Incrementing Watermarks
Watermarks are used to track the progress of your pipelines.
You can increment the watermark by providing the next watermark to your Pipeline Config before syncing with the Watcher framework.
import pendulum
from watcher import Watcher, Pipeline, PipelineConfig, AddressLineage, Address
watcher = Watcher("https://api.watcher.example.com")
MY_ETL_PIPELINE_CONFIG = PipelineConfig(
pipeline=Pipeline(
name="my-etl-pipeline",
pipeline_type_name="extraction",
),
default_watermark="2024-01-01",
address_lineage=AddressLineage(
source_addresses=[
Address(
name="source_db.source_schema.source_table",
address_type_name="postgres",
address_type_group_name="database",
)
],
target_addresses=[
Address(
name="target_db.target_schema.target_table",
address_type_name="snowflake",
address_type_group_name="warehouse",
)
],
),
)
MY_ETL_PIPELINE_CONFIG.next_watermark = pendulum.now("UTC").date().to_date_string()
synced_config = watcher.sync_pipeline_config(MY_ETL_PIPELINE_CONFIG)
print(f"Pipeline synced! New Watermark: {synced_config.watermark}")
For the first run, the watermark will be the default watermark. Then, it will be the next watermark.
If you cannot set the next watermark before your pipeline execution,
you can update the next_watermark value once you have it within your pipeline run using the
update_pipeline_next_watermark() method.
Note
It is important to be aware of inclusivity / exlusivity to make sure your incremental windows do not overlap.
Accessing Watermarks
You can access the watermarks for your pipelines by using the WatcherContext.
from watcher import Watcher, PipelineConfig, WatcherContext
watcher = Watcher("https://api.watcher.example.com")
MY_ETL_PIPELINE_CONFIG.next_watermark = pendulum.now("UTC").date().to_date_string()
synced_config = watcher.sync_pipeline_config(MY_ETL_PIPELINE_CONFIG)
@watcher.track_pipeline_execution(
pipeline_id=synced_config.pipeline.id,
active=synced_config.pipeline.active
watermark=synced_config.watermark
next_watermark=synced_config.next_watermark
)
def etl_pipeline(watcher_context: WatcherContext):
print(f"Watermark: {watcher_context.watermark}")

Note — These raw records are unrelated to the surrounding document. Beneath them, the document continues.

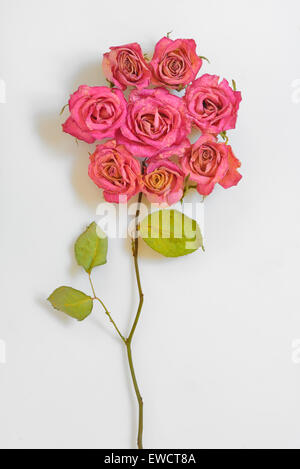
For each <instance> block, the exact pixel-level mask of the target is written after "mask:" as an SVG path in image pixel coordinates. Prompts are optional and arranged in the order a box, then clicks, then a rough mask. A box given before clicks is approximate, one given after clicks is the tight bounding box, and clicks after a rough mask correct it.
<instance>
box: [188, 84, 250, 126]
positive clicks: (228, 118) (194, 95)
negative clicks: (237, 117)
mask: <svg viewBox="0 0 300 469" xmlns="http://www.w3.org/2000/svg"><path fill="white" fill-rule="evenodd" d="M241 101H242V95H241V93H240V92H239V91H234V90H233V89H232V88H231V87H230V86H229V83H228V81H227V80H225V79H224V80H222V81H221V82H220V78H219V77H218V76H216V75H203V76H202V77H200V78H198V79H197V80H195V81H194V82H193V83H192V84H191V85H190V86H189V87H188V88H187V91H186V95H185V102H186V105H187V109H188V114H189V116H190V117H191V119H192V121H193V123H194V124H195V125H196V126H197V127H199V129H200V130H201V131H202V132H209V133H213V134H219V133H221V132H225V131H226V130H230V129H234V128H235V126H236V121H237V116H238V110H239V106H240V102H241Z"/></svg>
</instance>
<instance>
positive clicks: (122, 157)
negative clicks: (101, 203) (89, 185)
mask: <svg viewBox="0 0 300 469" xmlns="http://www.w3.org/2000/svg"><path fill="white" fill-rule="evenodd" d="M89 176H90V178H91V179H92V180H93V181H94V183H95V184H96V185H97V186H98V187H100V189H103V195H104V198H105V200H106V201H107V202H113V203H120V202H126V201H127V200H129V199H130V198H131V197H133V196H134V195H135V194H137V193H138V192H140V184H139V179H140V176H141V167H140V163H139V162H138V161H137V160H135V159H134V158H133V156H132V155H131V154H130V153H129V152H128V151H127V150H126V148H124V147H123V145H117V144H116V141H115V140H110V141H108V142H106V143H105V144H103V145H98V146H97V148H96V151H95V153H94V154H93V155H91V158H90V165H89ZM120 197H122V200H120Z"/></svg>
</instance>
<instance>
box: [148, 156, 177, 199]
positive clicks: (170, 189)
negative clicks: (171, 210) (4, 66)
mask: <svg viewBox="0 0 300 469" xmlns="http://www.w3.org/2000/svg"><path fill="white" fill-rule="evenodd" d="M142 181H143V183H142V192H144V194H146V195H147V197H148V199H149V201H150V202H151V203H163V202H165V203H167V204H168V205H173V204H175V203H176V202H178V201H179V200H181V198H182V196H183V186H184V174H183V172H182V170H181V169H180V168H179V167H178V166H177V165H176V164H175V163H172V162H171V161H169V160H153V161H151V162H150V164H149V166H148V167H147V170H146V173H145V174H144V176H143V177H142Z"/></svg>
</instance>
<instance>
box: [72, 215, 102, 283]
mask: <svg viewBox="0 0 300 469" xmlns="http://www.w3.org/2000/svg"><path fill="white" fill-rule="evenodd" d="M107 249H108V239H107V236H106V235H105V233H104V232H103V231H102V230H101V229H100V228H99V227H98V226H97V225H96V223H95V222H93V223H92V224H91V225H90V226H89V227H88V228H87V229H86V231H85V232H84V233H83V234H82V235H81V236H79V238H78V240H77V241H76V243H75V256H76V260H77V262H78V264H79V265H81V266H82V267H83V268H84V269H85V270H86V272H87V273H88V274H90V273H91V271H92V269H93V268H94V267H96V266H98V265H103V264H106V262H107Z"/></svg>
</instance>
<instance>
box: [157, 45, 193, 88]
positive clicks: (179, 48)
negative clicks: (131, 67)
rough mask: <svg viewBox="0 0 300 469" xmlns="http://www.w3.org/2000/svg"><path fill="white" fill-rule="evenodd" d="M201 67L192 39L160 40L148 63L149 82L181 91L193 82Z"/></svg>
mask: <svg viewBox="0 0 300 469" xmlns="http://www.w3.org/2000/svg"><path fill="white" fill-rule="evenodd" d="M201 66H202V59H201V58H200V57H198V55H197V52H196V43H195V41H194V40H193V39H177V40H176V41H173V40H172V39H170V38H168V37H164V38H162V39H161V40H160V41H159V42H158V43H157V45H156V47H155V52H154V56H153V59H152V60H151V63H150V68H151V71H152V77H151V82H152V83H153V84H154V85H158V86H163V85H164V86H168V87H170V88H173V89H177V90H178V89H182V88H184V86H185V85H187V84H188V83H191V81H193V80H194V79H195V78H196V76H197V74H198V72H199V70H200V68H201Z"/></svg>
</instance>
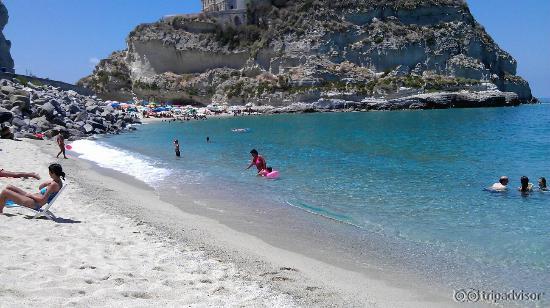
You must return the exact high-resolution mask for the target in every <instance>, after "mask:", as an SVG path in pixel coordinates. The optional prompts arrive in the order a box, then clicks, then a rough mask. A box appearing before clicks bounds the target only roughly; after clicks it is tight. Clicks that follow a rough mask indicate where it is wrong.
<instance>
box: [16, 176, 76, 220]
mask: <svg viewBox="0 0 550 308" xmlns="http://www.w3.org/2000/svg"><path fill="white" fill-rule="evenodd" d="M65 187H67V184H64V185H63V187H61V189H60V190H59V192H57V195H55V197H54V198H53V199H52V201H51V202H48V203H46V204H45V205H44V206H43V207H41V208H40V209H39V210H35V209H31V208H28V207H26V206H20V205H17V204H13V205H8V206H6V207H8V208H15V207H17V208H23V209H27V210H29V211H31V212H33V213H34V216H33V217H32V219H36V218H40V217H46V218H48V219H50V220H55V219H56V218H57V217H55V215H54V214H53V213H52V212H51V211H50V208H51V207H52V206H53V204H54V203H55V200H57V198H59V196H60V195H61V193H62V192H63V191H64V190H65Z"/></svg>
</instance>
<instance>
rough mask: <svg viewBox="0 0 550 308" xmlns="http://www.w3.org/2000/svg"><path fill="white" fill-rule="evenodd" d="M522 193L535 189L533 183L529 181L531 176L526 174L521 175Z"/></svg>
mask: <svg viewBox="0 0 550 308" xmlns="http://www.w3.org/2000/svg"><path fill="white" fill-rule="evenodd" d="M518 190H519V191H521V192H522V193H528V192H531V191H533V184H532V183H529V178H528V177H526V176H522V177H521V187H520V188H519V189H518Z"/></svg>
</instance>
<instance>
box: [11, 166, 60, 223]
mask: <svg viewBox="0 0 550 308" xmlns="http://www.w3.org/2000/svg"><path fill="white" fill-rule="evenodd" d="M48 172H49V175H50V180H48V181H45V182H44V183H42V184H40V185H39V186H38V189H39V191H38V193H29V192H26V191H24V190H23V189H21V188H18V187H15V186H13V185H8V186H7V187H6V188H4V189H3V190H2V192H0V214H3V212H4V207H5V206H6V205H7V204H8V202H11V203H14V204H17V205H19V206H24V207H28V208H31V209H33V210H36V211H38V210H40V208H42V207H43V206H44V205H45V204H46V203H49V202H51V201H52V200H53V198H55V196H56V195H57V194H58V193H59V191H60V190H61V188H62V187H63V181H64V180H65V172H63V168H62V167H61V165H60V164H51V165H50V166H49V167H48ZM0 177H6V178H34V179H37V180H40V176H39V175H38V174H37V173H34V172H12V171H6V170H4V169H0ZM62 180H63V181H62Z"/></svg>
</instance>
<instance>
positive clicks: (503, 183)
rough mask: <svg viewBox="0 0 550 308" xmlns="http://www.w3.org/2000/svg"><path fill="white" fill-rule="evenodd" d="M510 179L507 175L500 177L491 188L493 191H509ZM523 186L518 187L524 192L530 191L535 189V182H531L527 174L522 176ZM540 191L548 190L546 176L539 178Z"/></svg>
mask: <svg viewBox="0 0 550 308" xmlns="http://www.w3.org/2000/svg"><path fill="white" fill-rule="evenodd" d="M509 182H510V180H509V178H508V177H507V176H502V177H500V179H499V181H498V183H495V184H493V186H491V187H490V190H492V191H507V190H508V184H509ZM520 182H521V186H520V187H519V188H518V190H519V191H521V192H522V193H529V192H532V191H533V190H534V185H533V183H530V182H529V178H528V177H526V176H522V177H521V179H520ZM538 184H539V191H548V187H547V186H546V178H545V177H541V178H539V182H538Z"/></svg>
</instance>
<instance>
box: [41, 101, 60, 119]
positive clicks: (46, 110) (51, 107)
mask: <svg viewBox="0 0 550 308" xmlns="http://www.w3.org/2000/svg"><path fill="white" fill-rule="evenodd" d="M38 110H39V114H40V116H43V115H45V116H46V117H48V118H51V117H53V116H55V115H56V114H57V110H56V108H55V106H54V105H53V104H52V103H50V102H47V103H45V104H44V105H42V106H40V107H39V108H38Z"/></svg>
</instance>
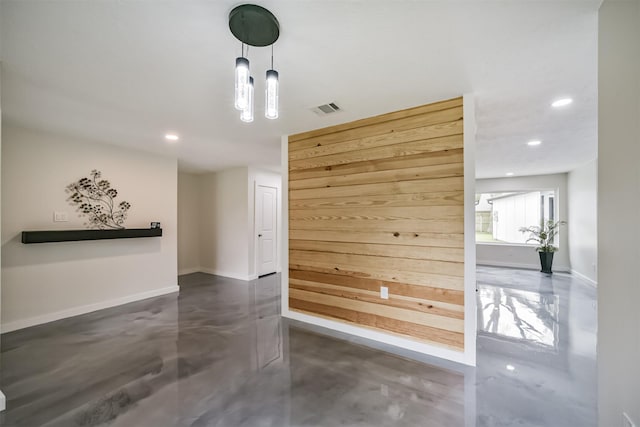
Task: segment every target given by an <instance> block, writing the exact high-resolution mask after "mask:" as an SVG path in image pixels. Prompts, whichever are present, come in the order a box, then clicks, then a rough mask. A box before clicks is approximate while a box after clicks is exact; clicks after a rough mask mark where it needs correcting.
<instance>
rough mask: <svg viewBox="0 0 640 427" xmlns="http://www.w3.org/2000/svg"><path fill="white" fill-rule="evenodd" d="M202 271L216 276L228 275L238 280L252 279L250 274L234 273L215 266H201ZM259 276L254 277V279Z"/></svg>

print(f"Next Watermark: {watcher_context.next_watermark}")
query = f"""
SELECT
*
FROM Table_A
WHERE date_column < '{watcher_context.next_watermark}'
AND date_column >= '{watcher_context.watermark}'
"""
return ETLResult(
completed_successfully=True,
inserts=100,
total_rows=100,
execution_metadata={"partition": "2025-01-01"},
)
etl_pipeline()
Watermark Data Type
The watermark data type is stored as a string in the Watcher framework to allow for flexibility. It is important to be aware of the data types you are using in your code and to properly cast it once accessed from the WatcherContext.